Il est d’ailleurs intéressant de noter que cette hiérarchisation quasi universelle n’est remise en question par pratiquement personne, aussi bien parmi les adversaires que parmi les partisans de ces évolutions sociales. En 2012, ceux qui étaient partis en guerre contre la loi Taubira affirmaient qu’elle allait inéluctablement mener à la PMA, puis à la GPA, sous-entendant par là qu’il y aurait une gradation dans l’horreur : mariage des pédés puis PMA puis GPA (là, la fin de la civilisation serait atteinte). Symétriquement, les thuriféraires de ces bouleversements adoptent, avec un objectif inverse, une hiérarchisation identique : ils ont fait passer le mariage des couples homosexuels, puis ils ont fait adopter la PMA pour les couples de femmes et les femmes seules, puis on peut supposer qu’ils légaliseront la GPA (la dernière loi bioéthique a été l’occasion de l’évoquer, il y a des chances que ça ne tarde plus). Mais de la même manière que la question de la PMA n’a pas mis en jeu les véritables arguments qui auraient dû nous faire renoncer à cette mutation sociale (les adversaires de la loi déroulant de forts mauvais argumentaires, et contre-productifs), on ne nous explique jamais pourquoi la GPA serait forcément « encore pire » (ou « l’étape suivante »). Cette hiérarchisation, cet ordre des choses semblent aller d’eux-mêmes, s’imposer comme des évidences, qu’on soit pour ou qu’on soit contre.

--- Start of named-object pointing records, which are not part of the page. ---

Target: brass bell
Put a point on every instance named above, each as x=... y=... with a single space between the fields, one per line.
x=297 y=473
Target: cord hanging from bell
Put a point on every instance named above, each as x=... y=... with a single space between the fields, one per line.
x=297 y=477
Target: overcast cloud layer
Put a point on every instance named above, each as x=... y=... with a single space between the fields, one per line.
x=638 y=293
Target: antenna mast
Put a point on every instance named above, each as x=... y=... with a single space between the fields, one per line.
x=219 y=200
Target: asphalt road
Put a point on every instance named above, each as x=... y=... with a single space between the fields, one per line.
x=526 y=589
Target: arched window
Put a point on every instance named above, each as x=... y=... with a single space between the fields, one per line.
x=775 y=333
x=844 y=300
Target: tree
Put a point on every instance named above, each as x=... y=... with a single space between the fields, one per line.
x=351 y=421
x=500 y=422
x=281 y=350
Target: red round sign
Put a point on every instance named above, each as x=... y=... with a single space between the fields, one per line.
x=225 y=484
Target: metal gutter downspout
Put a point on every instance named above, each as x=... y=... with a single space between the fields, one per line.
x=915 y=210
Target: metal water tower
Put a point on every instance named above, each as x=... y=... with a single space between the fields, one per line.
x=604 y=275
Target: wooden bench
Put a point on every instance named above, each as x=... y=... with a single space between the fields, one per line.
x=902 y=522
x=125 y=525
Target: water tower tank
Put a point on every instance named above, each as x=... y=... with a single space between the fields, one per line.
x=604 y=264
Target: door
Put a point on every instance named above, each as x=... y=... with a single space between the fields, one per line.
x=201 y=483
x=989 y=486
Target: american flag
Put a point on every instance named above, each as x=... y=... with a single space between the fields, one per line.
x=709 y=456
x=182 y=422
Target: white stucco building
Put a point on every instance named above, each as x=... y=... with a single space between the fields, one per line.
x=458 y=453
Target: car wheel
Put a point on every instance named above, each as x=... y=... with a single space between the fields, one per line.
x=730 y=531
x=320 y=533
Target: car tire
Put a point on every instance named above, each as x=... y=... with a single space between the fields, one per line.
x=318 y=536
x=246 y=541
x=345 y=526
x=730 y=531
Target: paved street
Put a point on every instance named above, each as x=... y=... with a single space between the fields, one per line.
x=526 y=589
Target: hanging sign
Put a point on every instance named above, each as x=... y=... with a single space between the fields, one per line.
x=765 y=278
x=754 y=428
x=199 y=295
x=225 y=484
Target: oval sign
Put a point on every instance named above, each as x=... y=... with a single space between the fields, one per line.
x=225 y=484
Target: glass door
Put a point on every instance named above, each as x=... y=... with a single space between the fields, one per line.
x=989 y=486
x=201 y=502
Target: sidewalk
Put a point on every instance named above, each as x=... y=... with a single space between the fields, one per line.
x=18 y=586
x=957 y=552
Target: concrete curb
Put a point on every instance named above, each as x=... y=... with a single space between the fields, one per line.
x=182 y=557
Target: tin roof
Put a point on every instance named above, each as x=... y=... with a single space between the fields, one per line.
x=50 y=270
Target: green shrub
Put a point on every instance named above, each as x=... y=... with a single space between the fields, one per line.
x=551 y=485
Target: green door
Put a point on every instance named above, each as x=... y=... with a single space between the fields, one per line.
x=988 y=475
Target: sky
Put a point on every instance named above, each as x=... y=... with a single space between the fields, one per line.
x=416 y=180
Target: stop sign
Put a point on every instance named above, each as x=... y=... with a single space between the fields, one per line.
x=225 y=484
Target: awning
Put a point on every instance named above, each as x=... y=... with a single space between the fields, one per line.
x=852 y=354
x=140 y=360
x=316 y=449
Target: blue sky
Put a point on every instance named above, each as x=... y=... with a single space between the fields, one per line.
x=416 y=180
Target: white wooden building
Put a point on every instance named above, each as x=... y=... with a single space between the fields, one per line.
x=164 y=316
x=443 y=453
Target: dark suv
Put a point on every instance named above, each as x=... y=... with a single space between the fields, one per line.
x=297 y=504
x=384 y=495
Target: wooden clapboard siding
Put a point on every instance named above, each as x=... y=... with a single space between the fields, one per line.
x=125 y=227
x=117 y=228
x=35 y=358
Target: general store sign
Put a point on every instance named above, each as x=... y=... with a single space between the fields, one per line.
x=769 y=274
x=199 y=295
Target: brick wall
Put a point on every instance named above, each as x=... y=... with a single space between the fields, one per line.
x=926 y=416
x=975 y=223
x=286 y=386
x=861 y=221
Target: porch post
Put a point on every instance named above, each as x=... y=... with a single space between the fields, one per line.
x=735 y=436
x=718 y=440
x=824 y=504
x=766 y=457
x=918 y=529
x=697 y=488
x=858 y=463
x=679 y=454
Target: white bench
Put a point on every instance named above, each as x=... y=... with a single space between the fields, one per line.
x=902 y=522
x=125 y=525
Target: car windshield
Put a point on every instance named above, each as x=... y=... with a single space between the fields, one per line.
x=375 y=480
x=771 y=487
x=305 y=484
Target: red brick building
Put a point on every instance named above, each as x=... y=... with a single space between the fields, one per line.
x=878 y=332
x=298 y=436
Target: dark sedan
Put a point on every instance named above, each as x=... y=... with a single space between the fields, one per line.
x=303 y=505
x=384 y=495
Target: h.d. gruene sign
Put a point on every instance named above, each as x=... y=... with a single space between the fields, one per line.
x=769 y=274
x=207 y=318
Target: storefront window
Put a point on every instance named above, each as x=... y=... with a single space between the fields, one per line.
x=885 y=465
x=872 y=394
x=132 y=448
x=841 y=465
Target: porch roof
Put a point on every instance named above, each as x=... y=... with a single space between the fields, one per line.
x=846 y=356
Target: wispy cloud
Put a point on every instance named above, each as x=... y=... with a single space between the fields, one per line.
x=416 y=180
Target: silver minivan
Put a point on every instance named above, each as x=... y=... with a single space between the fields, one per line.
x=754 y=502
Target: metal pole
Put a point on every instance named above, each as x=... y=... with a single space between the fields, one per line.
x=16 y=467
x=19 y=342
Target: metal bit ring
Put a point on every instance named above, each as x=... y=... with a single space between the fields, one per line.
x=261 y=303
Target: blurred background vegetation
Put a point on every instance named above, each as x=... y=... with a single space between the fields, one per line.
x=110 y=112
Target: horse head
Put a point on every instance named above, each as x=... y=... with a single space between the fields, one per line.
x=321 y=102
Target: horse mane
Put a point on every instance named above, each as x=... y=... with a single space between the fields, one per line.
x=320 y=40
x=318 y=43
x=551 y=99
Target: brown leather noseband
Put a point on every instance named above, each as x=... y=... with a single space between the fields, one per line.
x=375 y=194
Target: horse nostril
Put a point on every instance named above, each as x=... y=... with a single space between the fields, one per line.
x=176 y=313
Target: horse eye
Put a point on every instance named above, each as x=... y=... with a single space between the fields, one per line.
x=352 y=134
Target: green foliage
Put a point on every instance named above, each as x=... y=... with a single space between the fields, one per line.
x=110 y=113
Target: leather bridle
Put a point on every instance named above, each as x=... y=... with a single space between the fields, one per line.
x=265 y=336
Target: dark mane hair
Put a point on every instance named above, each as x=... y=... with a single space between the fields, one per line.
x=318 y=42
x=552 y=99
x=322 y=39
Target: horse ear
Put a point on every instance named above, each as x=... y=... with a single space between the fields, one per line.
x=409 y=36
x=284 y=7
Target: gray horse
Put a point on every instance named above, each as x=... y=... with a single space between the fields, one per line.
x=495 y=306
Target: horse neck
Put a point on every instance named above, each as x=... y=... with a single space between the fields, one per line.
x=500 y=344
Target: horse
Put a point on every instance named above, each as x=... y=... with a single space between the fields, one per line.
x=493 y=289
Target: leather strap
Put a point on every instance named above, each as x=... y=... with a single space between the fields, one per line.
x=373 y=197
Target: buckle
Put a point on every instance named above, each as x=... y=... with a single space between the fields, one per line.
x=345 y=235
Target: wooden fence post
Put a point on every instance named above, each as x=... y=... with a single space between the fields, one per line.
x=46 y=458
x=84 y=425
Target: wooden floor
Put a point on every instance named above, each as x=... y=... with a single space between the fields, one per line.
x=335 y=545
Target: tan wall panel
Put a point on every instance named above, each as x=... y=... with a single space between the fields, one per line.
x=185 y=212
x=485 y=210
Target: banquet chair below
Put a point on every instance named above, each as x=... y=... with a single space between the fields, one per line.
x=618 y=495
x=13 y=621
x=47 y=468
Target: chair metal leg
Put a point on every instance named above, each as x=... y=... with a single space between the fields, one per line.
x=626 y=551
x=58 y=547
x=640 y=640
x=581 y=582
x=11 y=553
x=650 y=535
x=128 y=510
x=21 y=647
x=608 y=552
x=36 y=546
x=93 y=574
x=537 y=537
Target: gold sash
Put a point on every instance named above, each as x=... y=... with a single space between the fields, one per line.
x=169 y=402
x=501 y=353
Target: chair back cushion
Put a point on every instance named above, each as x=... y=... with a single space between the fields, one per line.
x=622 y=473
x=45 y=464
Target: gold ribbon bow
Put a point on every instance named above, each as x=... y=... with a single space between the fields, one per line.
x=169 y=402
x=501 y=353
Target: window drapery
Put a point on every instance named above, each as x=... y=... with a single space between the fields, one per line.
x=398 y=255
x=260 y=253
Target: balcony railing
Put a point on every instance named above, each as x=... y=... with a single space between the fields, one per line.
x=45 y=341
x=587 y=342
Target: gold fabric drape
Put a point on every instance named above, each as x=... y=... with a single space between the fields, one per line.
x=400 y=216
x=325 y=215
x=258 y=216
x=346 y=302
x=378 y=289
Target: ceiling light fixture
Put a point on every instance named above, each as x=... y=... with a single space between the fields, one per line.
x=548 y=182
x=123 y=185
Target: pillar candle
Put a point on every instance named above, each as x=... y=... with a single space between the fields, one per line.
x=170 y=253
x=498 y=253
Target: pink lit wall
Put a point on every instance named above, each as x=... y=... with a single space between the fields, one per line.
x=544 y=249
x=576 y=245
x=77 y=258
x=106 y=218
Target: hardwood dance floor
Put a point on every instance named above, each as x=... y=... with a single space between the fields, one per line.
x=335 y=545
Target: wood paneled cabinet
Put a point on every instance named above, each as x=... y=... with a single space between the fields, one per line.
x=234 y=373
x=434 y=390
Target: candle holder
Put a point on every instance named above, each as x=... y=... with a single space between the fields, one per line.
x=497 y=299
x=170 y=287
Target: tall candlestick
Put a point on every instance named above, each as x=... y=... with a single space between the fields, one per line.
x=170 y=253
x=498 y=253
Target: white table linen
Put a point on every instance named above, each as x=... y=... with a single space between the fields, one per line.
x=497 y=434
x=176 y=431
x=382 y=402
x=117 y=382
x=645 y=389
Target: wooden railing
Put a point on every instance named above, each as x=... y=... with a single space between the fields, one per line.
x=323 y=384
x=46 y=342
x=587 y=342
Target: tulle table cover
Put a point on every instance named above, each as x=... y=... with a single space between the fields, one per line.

Or, les choses ne me semblent pas, à moi, si simples. Je reconnais, commençons par là, que certains arguments en faveur de la GPA me semblent mauvais. On nous dit (pour s’opposer à la PMA pour toutes ou au contraire pour promouvoir la GPA – et encore une fois, la similitude des arguments des pros et des antis me frappe) qu’il n’est pas normal que deux hommes ne puissent pas avoir d’enfant si deux femmes peuvent en avoir, et qu’au nom de l’égalité, nous avons le devoir (ou nous sommes contraints, selon le point de vue) d’accepter la GPA maintenant que la PMA pour les couples de femmes est légale. L’argument ne tient pas une seule seconde au niveau juridique : la loi n’a jamais vu aucune objection à ce que des situations différentes soient traitées de manière différente.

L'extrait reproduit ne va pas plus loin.